Reward

Reward functions are components in RLHF training used to evaluate the quality of model outputs. They calculate reward scores based on model-generated trajectories to guide policy learning.

Basic Interface

class Reward:

    def __call__(self, trajectories: List[Trajectory], ground_truths: List[Trajectory]):
        """
        Calculate reward values

        Args:
            trajectories: List of model-generated trajectories
            ground_truths: List of ground truth trajectories

        Returns:
            List of reward values
        """
        ...

MathReward

The math reward function evaluates the correctness of answers to mathematical problems.

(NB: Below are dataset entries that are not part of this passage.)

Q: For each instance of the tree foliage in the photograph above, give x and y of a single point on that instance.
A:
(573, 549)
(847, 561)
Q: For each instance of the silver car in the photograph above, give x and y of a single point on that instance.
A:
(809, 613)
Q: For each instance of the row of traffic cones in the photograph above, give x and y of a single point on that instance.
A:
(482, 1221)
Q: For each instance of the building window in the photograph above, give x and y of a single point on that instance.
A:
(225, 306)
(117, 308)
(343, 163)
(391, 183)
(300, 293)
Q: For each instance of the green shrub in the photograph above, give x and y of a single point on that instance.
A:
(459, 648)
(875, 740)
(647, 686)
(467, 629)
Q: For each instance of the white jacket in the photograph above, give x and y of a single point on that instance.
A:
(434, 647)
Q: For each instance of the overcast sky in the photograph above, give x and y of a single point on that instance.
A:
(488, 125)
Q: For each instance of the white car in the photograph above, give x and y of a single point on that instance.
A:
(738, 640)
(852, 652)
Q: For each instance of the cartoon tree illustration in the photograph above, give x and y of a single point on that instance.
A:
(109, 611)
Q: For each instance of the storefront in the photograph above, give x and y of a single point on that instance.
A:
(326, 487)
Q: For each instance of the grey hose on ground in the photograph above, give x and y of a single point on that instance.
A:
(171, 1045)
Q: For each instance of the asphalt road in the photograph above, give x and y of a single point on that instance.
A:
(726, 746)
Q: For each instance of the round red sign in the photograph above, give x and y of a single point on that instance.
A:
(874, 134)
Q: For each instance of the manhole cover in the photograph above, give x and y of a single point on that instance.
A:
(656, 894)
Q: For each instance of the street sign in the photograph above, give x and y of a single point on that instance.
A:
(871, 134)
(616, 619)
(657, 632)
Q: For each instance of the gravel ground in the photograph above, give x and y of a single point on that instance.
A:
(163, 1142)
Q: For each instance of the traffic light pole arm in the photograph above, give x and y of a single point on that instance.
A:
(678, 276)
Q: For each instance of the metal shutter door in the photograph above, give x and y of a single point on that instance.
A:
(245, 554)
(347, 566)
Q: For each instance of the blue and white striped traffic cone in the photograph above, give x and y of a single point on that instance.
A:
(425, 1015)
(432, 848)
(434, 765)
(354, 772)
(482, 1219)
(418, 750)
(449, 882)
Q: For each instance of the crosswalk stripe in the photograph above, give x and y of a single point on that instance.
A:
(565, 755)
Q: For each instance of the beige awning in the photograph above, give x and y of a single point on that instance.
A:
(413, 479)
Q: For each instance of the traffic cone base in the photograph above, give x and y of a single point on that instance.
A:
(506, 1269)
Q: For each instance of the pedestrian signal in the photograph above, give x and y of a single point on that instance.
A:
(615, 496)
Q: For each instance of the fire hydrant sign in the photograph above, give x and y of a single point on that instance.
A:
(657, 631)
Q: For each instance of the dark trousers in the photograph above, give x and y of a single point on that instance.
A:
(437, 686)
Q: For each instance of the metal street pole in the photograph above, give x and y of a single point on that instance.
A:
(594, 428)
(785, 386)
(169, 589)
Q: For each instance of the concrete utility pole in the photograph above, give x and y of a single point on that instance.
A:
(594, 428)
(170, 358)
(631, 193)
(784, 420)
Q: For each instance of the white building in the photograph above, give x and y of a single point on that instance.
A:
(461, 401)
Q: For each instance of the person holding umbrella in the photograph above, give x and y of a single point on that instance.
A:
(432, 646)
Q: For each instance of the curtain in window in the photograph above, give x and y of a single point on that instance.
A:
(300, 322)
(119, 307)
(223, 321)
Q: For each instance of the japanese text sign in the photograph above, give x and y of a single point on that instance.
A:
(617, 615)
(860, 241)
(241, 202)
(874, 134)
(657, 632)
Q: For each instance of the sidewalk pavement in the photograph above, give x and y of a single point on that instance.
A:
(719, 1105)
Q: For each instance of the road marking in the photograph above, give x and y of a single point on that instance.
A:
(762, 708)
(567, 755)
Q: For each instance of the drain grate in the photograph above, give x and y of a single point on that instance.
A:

from twinkle.reward import MathReward

reward_fn = MathReward()
rewards = reward_fn(generated_trajectories, ground_truth_trajectories)
# rewards: List[float], 1.0 for correct, 0.0 for incorrect

FormatReward

The format reward function checks whether the output conforms to a specified format.

from twinkle.reward import FormatReward

reward_fn = FormatReward()
rewards = reward_fn(trajectories, ground_truths)

Custom Reward Functions

You can create custom rewards by inheriting from the Reward base class or using functions:

from twinkle.reward import Reward
from twinkle.data_format import Trajectory
from typing import List

class CustomReward(Reward):

    def __call__(self, trajectories: List[Trajectory], ground_truths: List[Trajectory]):
        rewards = []
        for traj, gt in zip(trajectories, ground_truths):
            # Custom evaluation logic
            score = self._evaluate(traj, gt)
            rewards.append(score)
        return rewards

    def _evaluate(self, traj, gt):
        # Implement specific evaluation logic
        ...

Or using a function:

def my_reward(trajectories, ground_truths):
    return [1.0 if t == gt else 0.0 for t, gt in zip(trajectories, ground_truths)]

# Use in training
rewards = my_reward(generated, ground_truths)

Usage Scenarios

Typical workflow of reward functions in RLHF training:

from twinkle.sampler import vLLMSampler
from twinkle.reward import MathReward
from twinkle.advantage import GRPOAdvantage

sampler = vLLMSampler(model_id='ms://Qwen/Qwen3.5-4B')
reward_fn = MathReward()
advantage_fn = GRPOAdvantage()

for batch in dataloader:
    # 1. Sample and generate multiple candidate answers
    response = sampler.sample(batch, num_samples=4)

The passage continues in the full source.